Жеребята
Шрифт:
+++
Аэй поднялась по ступеням в светлую комнату на втором этаже - проверить, все ли готово для жреца Всесветлого. Солнечные зайчики весело играли на деревянном полу и циновках, отскакивая от железных и медных подсвечников, и заставляя вспыхивать золотые цветными огнями.
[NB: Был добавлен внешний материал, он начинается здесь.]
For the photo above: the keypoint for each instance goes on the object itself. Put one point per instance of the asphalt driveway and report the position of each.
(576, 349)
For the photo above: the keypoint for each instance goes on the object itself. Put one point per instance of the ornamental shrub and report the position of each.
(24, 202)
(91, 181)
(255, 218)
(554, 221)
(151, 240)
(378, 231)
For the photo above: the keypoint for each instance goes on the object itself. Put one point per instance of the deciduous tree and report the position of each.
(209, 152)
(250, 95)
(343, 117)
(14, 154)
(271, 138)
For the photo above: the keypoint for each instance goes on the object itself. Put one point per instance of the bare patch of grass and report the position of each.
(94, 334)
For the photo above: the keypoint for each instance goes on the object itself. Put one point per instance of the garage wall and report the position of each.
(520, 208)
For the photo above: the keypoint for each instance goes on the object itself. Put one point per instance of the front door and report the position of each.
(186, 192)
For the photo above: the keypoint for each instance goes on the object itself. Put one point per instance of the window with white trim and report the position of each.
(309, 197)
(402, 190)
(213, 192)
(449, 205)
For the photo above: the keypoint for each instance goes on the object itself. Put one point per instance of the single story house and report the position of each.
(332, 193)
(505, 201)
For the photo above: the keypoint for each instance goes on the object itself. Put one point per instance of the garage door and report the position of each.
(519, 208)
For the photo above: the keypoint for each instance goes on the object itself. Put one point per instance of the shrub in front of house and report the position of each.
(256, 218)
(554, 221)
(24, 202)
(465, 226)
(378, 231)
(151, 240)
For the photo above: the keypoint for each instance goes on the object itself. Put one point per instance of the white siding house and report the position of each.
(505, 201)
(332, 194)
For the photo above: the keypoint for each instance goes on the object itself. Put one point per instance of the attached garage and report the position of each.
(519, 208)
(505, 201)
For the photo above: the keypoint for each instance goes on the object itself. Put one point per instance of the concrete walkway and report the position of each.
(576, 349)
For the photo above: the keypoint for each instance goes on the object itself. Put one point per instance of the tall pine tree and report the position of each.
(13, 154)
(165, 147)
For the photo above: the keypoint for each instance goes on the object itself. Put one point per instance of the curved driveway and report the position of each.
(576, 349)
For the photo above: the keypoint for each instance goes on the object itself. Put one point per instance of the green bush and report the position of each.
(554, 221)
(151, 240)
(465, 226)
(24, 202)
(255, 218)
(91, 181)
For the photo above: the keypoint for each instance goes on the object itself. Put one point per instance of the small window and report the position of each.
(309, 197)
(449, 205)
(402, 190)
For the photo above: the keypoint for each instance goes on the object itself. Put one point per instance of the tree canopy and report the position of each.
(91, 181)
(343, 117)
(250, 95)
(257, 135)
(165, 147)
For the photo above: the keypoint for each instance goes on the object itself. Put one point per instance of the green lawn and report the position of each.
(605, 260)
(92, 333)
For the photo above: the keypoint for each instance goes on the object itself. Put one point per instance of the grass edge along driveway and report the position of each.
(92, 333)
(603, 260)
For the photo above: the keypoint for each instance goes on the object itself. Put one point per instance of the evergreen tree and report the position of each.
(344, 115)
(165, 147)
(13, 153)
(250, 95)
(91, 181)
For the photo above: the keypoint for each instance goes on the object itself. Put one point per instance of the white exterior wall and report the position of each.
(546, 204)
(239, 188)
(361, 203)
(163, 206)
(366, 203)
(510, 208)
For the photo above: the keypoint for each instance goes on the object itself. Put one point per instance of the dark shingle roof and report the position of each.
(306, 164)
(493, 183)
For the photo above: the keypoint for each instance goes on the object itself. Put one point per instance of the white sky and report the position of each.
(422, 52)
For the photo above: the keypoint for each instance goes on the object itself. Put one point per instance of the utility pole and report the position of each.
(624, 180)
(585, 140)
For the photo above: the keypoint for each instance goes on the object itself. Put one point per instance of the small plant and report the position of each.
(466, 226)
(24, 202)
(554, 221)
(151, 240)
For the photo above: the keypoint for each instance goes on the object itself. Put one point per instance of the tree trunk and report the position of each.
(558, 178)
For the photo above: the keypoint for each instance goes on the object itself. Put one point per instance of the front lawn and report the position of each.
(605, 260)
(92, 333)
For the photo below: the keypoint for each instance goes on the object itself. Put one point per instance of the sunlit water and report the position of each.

Она подошла к оконному проему, отдернула штору до конца. Ветер и солнечный свет ворвались в дом, и наполнили все кругом, и стали играть с тронутыми сединой волосами Аэй. Она стояла и глядела вдаль, и на лице ее была совсем незаметная улыбка, а в глазах - печаль и радость,
Издалека раздалось ржание коней - кто-то подъезжал к воротам.
Аэй вгляделась, приставив ладонь ко лбу - и тут же бегом помчалась вниз, по пути накидывая слетевшее покрывало и шепча: "Сохрани нас Небо! Что они затеяли!"
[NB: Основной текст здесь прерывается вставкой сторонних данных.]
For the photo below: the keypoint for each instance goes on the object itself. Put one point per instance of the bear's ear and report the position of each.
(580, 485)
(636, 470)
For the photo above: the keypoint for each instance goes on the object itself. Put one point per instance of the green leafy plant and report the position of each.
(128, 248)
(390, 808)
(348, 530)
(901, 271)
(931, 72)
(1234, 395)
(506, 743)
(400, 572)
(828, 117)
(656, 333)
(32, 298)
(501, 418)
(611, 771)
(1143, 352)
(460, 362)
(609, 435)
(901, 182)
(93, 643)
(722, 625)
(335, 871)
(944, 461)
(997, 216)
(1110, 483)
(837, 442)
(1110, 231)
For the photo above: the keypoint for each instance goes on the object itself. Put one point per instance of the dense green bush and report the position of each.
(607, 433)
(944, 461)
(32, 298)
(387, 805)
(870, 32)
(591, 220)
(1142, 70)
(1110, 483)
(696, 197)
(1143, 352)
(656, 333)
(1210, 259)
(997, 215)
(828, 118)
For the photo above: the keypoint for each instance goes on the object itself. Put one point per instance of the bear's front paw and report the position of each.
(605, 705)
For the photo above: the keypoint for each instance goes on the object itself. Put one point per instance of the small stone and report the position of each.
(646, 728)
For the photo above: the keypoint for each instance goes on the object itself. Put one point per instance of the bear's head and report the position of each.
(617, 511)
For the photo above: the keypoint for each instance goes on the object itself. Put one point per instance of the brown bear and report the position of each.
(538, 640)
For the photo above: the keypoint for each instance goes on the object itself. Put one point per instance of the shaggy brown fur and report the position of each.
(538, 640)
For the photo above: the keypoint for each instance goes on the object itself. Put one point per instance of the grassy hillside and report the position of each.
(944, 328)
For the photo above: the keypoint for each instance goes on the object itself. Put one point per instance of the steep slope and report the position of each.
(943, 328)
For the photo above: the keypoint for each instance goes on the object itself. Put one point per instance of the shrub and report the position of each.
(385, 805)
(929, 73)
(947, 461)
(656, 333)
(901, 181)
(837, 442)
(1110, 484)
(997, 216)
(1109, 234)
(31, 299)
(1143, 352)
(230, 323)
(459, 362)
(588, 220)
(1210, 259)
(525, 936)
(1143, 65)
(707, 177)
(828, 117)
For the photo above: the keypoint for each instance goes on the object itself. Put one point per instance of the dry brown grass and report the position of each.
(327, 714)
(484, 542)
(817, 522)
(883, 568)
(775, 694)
Это были Раогай и Сашиа. Она узнала их издалека. Девушки приехали верхом - как решилась на это робкая сестра великого жреца Всесветлого?
Аэй спешила и бежала по комнатам, натыкаясь на предметы, словно слепая.
– Сохрани нас Небо!
– шептала она.
Вдруг до нее донесся голосок дочери.
– Мама всегда переживает, когда папин друг ли-шо-Миоци приезжает, - вздохнула Лэла, подойдя к Огаэ. Мальчик сидел на циновке перед статуей Царицы Неба - печальный, сгорбленный.
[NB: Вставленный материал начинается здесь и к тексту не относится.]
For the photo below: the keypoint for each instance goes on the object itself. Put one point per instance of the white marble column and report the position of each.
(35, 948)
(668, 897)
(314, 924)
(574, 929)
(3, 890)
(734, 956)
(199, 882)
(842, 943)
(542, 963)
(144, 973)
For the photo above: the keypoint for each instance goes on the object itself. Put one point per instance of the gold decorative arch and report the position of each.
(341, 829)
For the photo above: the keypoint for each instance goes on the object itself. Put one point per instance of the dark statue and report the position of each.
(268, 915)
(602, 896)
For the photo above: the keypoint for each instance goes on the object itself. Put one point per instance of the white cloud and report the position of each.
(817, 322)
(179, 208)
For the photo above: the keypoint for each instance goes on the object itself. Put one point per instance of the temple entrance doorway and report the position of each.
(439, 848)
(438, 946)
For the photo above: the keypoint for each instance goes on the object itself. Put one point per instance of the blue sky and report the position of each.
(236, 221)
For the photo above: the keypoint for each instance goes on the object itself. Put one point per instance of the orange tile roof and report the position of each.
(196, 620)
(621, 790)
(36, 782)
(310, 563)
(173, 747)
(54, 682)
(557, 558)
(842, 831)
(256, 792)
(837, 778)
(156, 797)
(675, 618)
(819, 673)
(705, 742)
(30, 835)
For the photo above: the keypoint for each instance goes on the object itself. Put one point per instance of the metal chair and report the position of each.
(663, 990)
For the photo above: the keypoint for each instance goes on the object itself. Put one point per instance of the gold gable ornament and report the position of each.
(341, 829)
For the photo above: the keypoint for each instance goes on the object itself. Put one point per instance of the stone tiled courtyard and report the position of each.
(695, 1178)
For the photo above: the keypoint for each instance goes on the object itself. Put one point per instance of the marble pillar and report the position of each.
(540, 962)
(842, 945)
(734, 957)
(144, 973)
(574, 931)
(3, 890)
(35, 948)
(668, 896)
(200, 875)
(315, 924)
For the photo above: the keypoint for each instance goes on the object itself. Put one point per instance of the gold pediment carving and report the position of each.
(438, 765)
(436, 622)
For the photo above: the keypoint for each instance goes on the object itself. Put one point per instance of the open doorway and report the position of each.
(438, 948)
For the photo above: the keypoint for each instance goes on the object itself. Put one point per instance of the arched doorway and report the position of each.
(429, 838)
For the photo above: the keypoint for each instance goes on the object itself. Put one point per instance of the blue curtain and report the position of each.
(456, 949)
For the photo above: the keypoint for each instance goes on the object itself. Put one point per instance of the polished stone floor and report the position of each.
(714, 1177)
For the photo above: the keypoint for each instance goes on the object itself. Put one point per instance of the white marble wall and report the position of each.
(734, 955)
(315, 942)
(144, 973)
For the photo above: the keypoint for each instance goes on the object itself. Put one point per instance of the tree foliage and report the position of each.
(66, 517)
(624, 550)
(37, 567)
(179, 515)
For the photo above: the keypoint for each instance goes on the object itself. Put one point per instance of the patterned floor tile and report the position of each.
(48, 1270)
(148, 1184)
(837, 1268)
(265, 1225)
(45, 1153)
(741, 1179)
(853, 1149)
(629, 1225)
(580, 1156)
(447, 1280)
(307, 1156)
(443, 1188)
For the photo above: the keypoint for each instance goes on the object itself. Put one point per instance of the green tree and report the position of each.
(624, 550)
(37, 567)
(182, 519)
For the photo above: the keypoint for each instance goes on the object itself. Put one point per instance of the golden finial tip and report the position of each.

– Уйди, - дернул он плечом.
– А, ты молишься Царице Неба?
– понимающе сказала Лэла.
Аэй была далеко от них, но голос маленькой дочери светловолосого фроуэрца был звонок, как голос ранней лесной пташки:
– Это - Великий Табунщик, когда он был маленьким, и его мама, - сказала Лэла.- Но не говори про это ли-шо-Миоци - это секрет.
Аэй, запыхавшись, шлепнула дочь пониже спины - та заревела.
– Мамушка Най!
– крикнула Аэй.
– Забери Лэлу - ей пора спать... Огаэ, милый, твой учитель будет доволен, если застанет тебя за чтением гимнов, а не за пустым занятием! Возьми свиток и ступай наверх.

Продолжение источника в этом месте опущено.